The first of the adaptations of Phil K. Dick short stories was something of a disappointment for me. I’d read that the changes made to the narrative were only minor but in fact they are fundamental. Does it matter? I’m not sure. The adaptation is by Matthew Graham who wrote the ‘going back in time’ TV seriesLife on Mars and Ashes to Ashes in the 2006-10.
The ‘Hoods’ of the title are protection for ordinary citizens who don’t wish to be ‘probed’ by telepaths (‘teeps’) working for the government in this alternative future. The hoods are not yet illegal but an ‘Anti-Immunity Bill’ is in the works which would mean refusal to be probed (to prove ‘loyalty’) would become an offence. Dick was writing in the early 1950s and created the ‘teeps’ as the children of parents affected by a nuclear explosion.
The major change in the adaptation is to shift the narrator character from an older man who receives a hood and becomes an unwitting tool of the ‘rebels’ to the pairing of a police ‘Clearance’ officer and his teep partner. In the original, the teep is male but in the adaptation she is female. The other change is in the presentation of the alternative world. Dick barely describes his worlds in the early stories, but they are easily imagined as rather sterile cities and their suburbs not dissimilar to Eisenhower’s America of the 1950s (these are also the settings for Dick’s non-SF novels). Since the film adaptation that became Blade Runner (1982) the ‘dystopian city of the future’ seems to have become a standard presentation. In this new adaptation there isn’t the budget to go the whole hog so we get an odd mash-up of architectural styles and 1960s/70s cars. The ad breaks also featured a trailer for the Blade Runner sequel due out in a couple of weeks – a truly Dickian touch. But I do worry that Ridley Scott’s conception is pushing out Dick (Scott is the Executive producer of the new film directed by Denis Villeneuve but he seems to have a major say in the look (and music) of the new film).

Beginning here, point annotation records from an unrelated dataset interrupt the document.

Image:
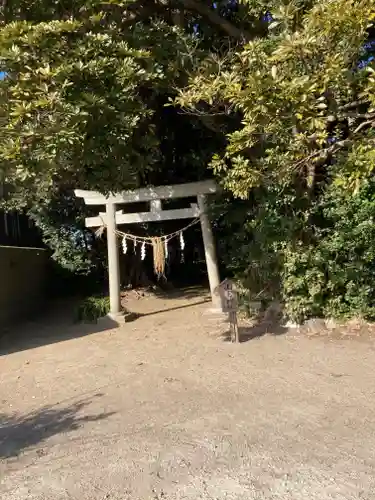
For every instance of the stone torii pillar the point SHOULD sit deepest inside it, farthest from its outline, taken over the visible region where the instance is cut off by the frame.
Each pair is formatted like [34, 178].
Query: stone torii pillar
[153, 195]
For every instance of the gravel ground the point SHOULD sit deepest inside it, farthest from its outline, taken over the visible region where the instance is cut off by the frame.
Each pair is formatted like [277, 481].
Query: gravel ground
[164, 408]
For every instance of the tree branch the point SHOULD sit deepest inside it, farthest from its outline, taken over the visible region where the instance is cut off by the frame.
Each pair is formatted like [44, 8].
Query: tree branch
[214, 18]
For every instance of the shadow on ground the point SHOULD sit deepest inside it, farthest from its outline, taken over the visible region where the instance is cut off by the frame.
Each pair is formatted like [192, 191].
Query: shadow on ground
[260, 328]
[18, 433]
[55, 325]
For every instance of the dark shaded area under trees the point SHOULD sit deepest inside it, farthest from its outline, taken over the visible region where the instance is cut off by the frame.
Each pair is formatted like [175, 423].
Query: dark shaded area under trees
[275, 99]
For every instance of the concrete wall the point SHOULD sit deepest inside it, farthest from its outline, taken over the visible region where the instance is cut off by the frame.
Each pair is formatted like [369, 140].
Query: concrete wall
[23, 273]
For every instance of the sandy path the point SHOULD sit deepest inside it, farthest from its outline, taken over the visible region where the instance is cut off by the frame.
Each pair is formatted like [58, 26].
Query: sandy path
[162, 408]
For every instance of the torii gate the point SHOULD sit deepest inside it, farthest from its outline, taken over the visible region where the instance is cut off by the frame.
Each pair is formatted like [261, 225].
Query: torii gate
[153, 195]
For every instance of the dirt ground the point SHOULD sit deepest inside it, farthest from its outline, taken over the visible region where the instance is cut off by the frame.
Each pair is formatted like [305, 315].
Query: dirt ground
[165, 408]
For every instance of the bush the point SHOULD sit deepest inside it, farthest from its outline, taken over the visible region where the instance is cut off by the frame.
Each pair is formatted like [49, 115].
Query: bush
[317, 255]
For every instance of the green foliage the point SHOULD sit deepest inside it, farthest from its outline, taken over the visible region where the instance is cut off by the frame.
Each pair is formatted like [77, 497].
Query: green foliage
[318, 257]
[92, 308]
[79, 99]
[277, 97]
[291, 90]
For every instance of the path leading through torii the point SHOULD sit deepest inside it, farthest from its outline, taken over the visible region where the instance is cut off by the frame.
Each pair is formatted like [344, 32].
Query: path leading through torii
[154, 195]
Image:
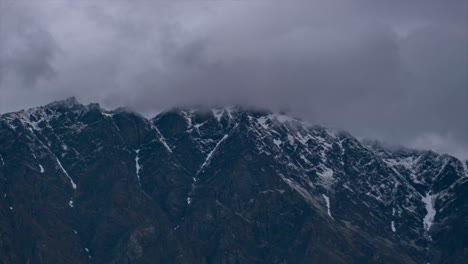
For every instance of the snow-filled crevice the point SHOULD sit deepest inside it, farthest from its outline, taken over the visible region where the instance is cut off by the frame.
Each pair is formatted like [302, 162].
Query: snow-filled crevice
[161, 137]
[137, 165]
[208, 157]
[66, 173]
[205, 163]
[428, 201]
[327, 202]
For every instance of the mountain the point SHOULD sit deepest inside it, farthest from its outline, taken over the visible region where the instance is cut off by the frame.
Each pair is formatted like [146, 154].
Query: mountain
[80, 184]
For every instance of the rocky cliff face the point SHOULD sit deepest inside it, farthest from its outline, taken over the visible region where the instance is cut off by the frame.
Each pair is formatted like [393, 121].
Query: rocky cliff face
[80, 184]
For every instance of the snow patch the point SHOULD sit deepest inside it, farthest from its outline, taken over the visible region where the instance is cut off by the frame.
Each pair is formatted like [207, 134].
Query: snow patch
[327, 202]
[465, 166]
[137, 165]
[208, 157]
[66, 173]
[277, 143]
[218, 114]
[431, 212]
[87, 251]
[283, 118]
[326, 176]
[161, 138]
[262, 121]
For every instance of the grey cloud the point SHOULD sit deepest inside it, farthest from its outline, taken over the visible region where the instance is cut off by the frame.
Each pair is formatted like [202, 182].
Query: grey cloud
[393, 70]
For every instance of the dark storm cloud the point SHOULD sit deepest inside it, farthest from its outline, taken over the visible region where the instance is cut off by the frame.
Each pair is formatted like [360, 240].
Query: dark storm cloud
[394, 70]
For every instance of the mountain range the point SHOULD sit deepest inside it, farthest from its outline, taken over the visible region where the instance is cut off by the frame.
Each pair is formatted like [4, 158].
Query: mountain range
[82, 184]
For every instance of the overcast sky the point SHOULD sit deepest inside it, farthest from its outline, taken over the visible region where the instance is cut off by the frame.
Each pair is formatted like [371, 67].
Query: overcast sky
[393, 70]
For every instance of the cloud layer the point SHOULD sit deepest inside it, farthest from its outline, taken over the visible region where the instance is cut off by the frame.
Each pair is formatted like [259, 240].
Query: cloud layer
[393, 70]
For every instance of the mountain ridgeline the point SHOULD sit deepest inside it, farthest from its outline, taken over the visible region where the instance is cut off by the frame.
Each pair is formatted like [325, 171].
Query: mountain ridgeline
[80, 184]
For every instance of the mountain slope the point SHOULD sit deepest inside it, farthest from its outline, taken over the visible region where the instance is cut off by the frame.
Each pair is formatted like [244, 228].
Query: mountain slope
[84, 185]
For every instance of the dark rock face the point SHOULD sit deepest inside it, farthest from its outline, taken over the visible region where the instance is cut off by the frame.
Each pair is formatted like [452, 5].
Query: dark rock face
[79, 184]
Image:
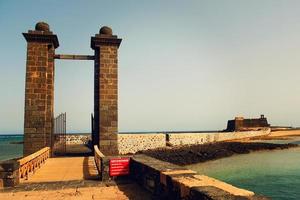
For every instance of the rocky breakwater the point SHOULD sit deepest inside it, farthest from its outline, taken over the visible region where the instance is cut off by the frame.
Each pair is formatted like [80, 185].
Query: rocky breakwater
[191, 154]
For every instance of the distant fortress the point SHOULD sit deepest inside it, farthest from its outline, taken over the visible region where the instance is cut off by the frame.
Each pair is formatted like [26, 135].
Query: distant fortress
[241, 124]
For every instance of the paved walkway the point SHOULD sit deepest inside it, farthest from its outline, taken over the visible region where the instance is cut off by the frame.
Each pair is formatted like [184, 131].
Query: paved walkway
[65, 169]
[117, 192]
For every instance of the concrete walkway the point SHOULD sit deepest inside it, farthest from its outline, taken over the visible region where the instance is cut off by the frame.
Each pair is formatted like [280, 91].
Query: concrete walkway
[65, 169]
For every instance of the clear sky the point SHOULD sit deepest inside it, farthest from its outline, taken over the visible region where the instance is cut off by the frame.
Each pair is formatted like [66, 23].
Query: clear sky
[183, 65]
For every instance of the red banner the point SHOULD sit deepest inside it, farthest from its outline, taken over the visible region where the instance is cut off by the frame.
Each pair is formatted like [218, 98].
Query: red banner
[119, 166]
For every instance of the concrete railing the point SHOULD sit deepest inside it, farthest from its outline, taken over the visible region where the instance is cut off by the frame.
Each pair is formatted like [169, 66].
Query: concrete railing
[11, 171]
[31, 163]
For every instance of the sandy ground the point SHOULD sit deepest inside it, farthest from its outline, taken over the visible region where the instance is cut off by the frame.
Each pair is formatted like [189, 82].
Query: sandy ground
[128, 191]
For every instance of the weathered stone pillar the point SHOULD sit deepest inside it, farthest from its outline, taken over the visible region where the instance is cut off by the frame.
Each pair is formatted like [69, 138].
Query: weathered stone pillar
[106, 47]
[39, 88]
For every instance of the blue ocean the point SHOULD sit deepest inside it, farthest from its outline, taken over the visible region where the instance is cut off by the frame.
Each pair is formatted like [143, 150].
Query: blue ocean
[275, 174]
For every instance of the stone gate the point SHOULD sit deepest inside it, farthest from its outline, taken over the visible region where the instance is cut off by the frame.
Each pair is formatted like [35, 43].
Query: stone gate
[39, 88]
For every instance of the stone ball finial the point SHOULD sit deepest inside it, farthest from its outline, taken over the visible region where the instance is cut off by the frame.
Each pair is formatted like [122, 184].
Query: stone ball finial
[105, 30]
[42, 26]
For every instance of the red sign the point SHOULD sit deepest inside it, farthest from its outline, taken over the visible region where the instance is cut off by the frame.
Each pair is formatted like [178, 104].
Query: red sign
[119, 166]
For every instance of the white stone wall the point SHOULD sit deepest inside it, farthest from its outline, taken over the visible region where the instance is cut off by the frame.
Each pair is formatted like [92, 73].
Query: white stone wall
[201, 138]
[132, 143]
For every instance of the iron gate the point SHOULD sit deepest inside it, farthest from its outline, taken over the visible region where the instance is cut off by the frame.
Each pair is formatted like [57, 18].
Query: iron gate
[59, 132]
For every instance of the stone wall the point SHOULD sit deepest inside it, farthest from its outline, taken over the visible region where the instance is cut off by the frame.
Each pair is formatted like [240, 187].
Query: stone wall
[168, 181]
[201, 138]
[39, 88]
[132, 143]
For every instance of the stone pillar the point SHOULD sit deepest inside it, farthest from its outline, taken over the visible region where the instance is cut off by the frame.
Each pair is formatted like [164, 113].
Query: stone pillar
[106, 47]
[39, 88]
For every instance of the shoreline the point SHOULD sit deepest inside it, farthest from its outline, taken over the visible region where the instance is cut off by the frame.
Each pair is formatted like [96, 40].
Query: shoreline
[193, 154]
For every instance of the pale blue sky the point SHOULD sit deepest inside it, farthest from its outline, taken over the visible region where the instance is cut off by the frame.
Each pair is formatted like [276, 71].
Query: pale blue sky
[183, 65]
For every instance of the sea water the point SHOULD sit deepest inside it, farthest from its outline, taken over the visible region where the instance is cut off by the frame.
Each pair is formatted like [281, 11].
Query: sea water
[274, 174]
[9, 150]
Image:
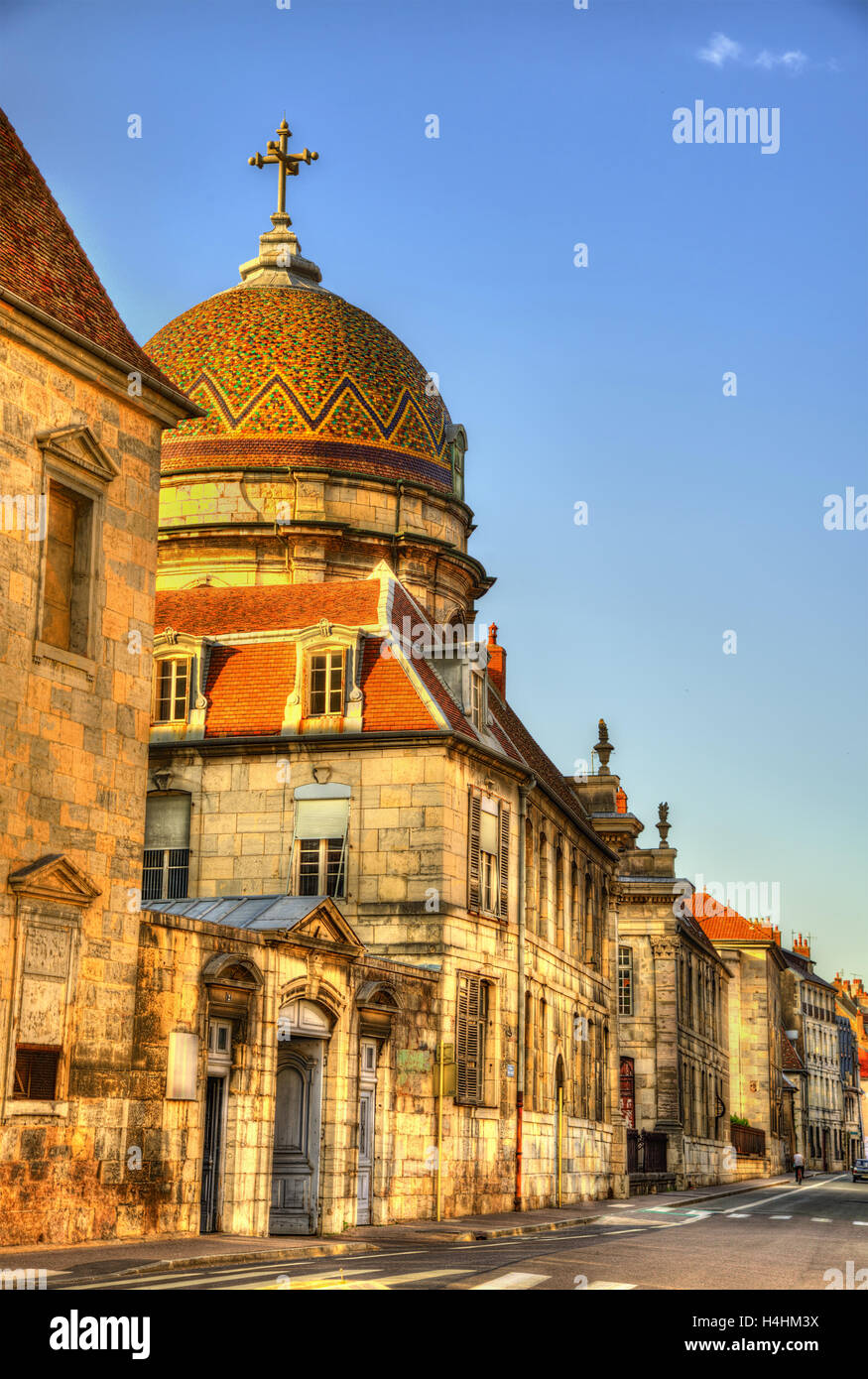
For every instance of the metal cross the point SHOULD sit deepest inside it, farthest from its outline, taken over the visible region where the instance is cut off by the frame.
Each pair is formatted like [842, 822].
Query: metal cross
[288, 163]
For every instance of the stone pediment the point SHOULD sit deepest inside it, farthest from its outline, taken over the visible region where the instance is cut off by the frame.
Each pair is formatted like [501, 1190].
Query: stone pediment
[57, 879]
[327, 924]
[78, 447]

The result of the changes eventually leads us into an emotional relationship between cop and teep (similar to blade runner and replicant?) which makes this quite a different narrative to the original. Dick’s sympathies are clearly with the rebels but the new version makes the police officer more sympathetic and the teep’s motives are more difficult to understand. Dick’s 1953 story ends with a certain twist which was then traditional in science fiction. The ‘threat’ to humanity from a teep takeover is ended by something simple and central to the teep’s existence – so the effect is like the common cold contracted by the Martians in the War of the Worlds and also like the problems of humanity in Children of Men. The new version has an ‘open’ ending – again a Blade Runner link? I think that it is actually more powerful to contemplate the incipient fascism of suburban 1950s America than to create Ridley Scott-type dystopias.
Holliday Grainger and Richard Maddern are good leads (and Grainger copes well with the hair and make-up) but I struggled to hear the dialogue – I recorded the show and I should have thought about subtitles. The next episode in Electric Dreams is based on an even shorter story (10 pages) with a single narrative enigma. I wonder how that will be extended? I’m going to record all the episodes and then perhaps make a final judgement.
One last point – I’m happy to greet the next reviewer who refers to Dick adaptations as ‘sci-fi’ with a metaphorical ‘slem gun’ blast (the weapon used in these early 1950s stories). It’s SF or science fiction!